Comparing the measured surfaces shown in Figure 7 and the simulated ones shown in Figure 11, the average height of the simulated surfaces was lower than that of the measured ones around 5 μm. To clarify the reason, the tool profile accuracy of the ball-end mill should be considered.

In this study, the tool profile measurement was implemented using a Dyna vision system (produced by Big Daishowa Group). Figure 12a,b shows the measurement setup and measured vision, respectively. A processor was installed inside the Dyna vision system to calculate the deviation from the profile to the standard scale. The angular interval of the measurement process was selected to be 1°, and the profile was measured until 45° from the tool tip point.

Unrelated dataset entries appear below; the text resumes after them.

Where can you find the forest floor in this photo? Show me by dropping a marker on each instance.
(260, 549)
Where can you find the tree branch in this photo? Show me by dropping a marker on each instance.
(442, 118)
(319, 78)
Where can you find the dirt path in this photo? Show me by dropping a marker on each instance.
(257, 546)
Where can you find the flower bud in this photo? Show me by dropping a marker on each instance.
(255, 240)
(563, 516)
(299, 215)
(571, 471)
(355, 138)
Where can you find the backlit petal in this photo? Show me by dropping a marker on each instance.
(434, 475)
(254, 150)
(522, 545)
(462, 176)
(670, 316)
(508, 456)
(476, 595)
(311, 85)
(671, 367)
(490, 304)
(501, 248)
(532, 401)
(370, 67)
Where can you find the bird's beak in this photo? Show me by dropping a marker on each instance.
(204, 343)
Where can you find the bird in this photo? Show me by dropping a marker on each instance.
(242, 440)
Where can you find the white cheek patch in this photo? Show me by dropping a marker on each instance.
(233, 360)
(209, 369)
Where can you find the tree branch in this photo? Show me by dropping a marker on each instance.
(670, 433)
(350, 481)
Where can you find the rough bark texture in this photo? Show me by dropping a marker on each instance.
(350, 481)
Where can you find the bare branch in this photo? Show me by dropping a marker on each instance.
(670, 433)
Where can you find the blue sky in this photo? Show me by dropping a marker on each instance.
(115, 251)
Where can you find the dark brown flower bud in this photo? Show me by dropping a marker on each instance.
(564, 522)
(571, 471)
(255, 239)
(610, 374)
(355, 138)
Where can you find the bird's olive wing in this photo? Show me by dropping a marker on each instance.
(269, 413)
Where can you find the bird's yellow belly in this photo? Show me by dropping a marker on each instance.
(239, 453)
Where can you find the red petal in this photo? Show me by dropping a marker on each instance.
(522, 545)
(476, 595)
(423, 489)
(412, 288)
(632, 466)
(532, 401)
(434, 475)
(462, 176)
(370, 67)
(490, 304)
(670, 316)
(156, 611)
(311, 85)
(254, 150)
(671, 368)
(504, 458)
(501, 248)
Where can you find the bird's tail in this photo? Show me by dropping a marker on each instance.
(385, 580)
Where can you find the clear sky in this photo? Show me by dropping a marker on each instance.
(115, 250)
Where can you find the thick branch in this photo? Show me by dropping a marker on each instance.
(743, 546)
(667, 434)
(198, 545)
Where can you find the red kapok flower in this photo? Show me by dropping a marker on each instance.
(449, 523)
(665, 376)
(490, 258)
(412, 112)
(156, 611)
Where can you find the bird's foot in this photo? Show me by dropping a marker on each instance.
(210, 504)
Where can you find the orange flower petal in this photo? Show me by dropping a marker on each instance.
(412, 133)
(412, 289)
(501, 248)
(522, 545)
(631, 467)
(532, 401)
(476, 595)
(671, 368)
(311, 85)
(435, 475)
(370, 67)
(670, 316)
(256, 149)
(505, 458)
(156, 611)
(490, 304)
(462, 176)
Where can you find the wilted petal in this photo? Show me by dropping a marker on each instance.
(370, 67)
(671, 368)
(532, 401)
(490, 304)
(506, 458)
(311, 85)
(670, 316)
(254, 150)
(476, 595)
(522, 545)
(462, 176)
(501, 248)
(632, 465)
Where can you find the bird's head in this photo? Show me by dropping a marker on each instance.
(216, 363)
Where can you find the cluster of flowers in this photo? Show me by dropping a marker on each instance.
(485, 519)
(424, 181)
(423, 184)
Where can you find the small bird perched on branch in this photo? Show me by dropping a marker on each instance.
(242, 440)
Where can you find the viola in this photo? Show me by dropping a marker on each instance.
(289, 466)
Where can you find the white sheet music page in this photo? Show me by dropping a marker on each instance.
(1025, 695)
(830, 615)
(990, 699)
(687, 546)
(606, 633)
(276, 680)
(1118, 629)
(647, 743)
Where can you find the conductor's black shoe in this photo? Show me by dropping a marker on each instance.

Figure 13 shows the measured result of the tool profile accuracy, where the vertical axis represents the radial error of the tool profile, calculated as the deviation between the measured and nominal tool radii. A negative deviation indicates that the tool diameter is smaller than the designed one. In the actual cubic-machining test, ZONE I was machined by an area of approximately 0°, and the others were machined by an area of approximately 30°. According to Figure 13, there was a 4 μm deviation between the 0° and 30° areas, which is in agreement with the difference between the simulation and machining results discussed in Section 4. This suggests that the tool profile error directly affects the accuracy of the cubic-machining test. It can be said from the result that the tool profile should be carefully considered in the evaluation of the cubic-machining test accuracy. More tests will be conducted in the future with different tool accuracies to clarify the influence of tool profile errors.

6. Conclusions

In this study, the influence of tool length and tool profile errors on the accuracy of the cubic-machining test was investigated. The height deviation caused by tool length error was formulated. In addition, both the actual machining experiment and the machining simulation with tool length errors were implemented. To clarify the reason for the difference between the experimental and simulation results, the tool profile accuracy was measured, and the influence of the tool profile was analyzed. The conclusions of this study can be summarized as follows.

(1)

Results of actual machining tests and simulations with intentional tool length errors mentioned in Section 4.2 and Section 4.3 indicate that the tool length error directly affects the machined accuracy, and the tendency of the influence of the error is in agreement with the expected one in general.

(2)

Results obtained from comparison between the deviation results in Section 4.2 and the tool profile accuracy in Section 5 suggest that the tool profile should be carefully considered in the evaluation of the cubic-machining test accuracy.

The investigation in this study indicates the direction of the evaluation of the cubic-machining test. In the future, we will focus on other error sources to clarify the residual deviation between the simulation and experimental results.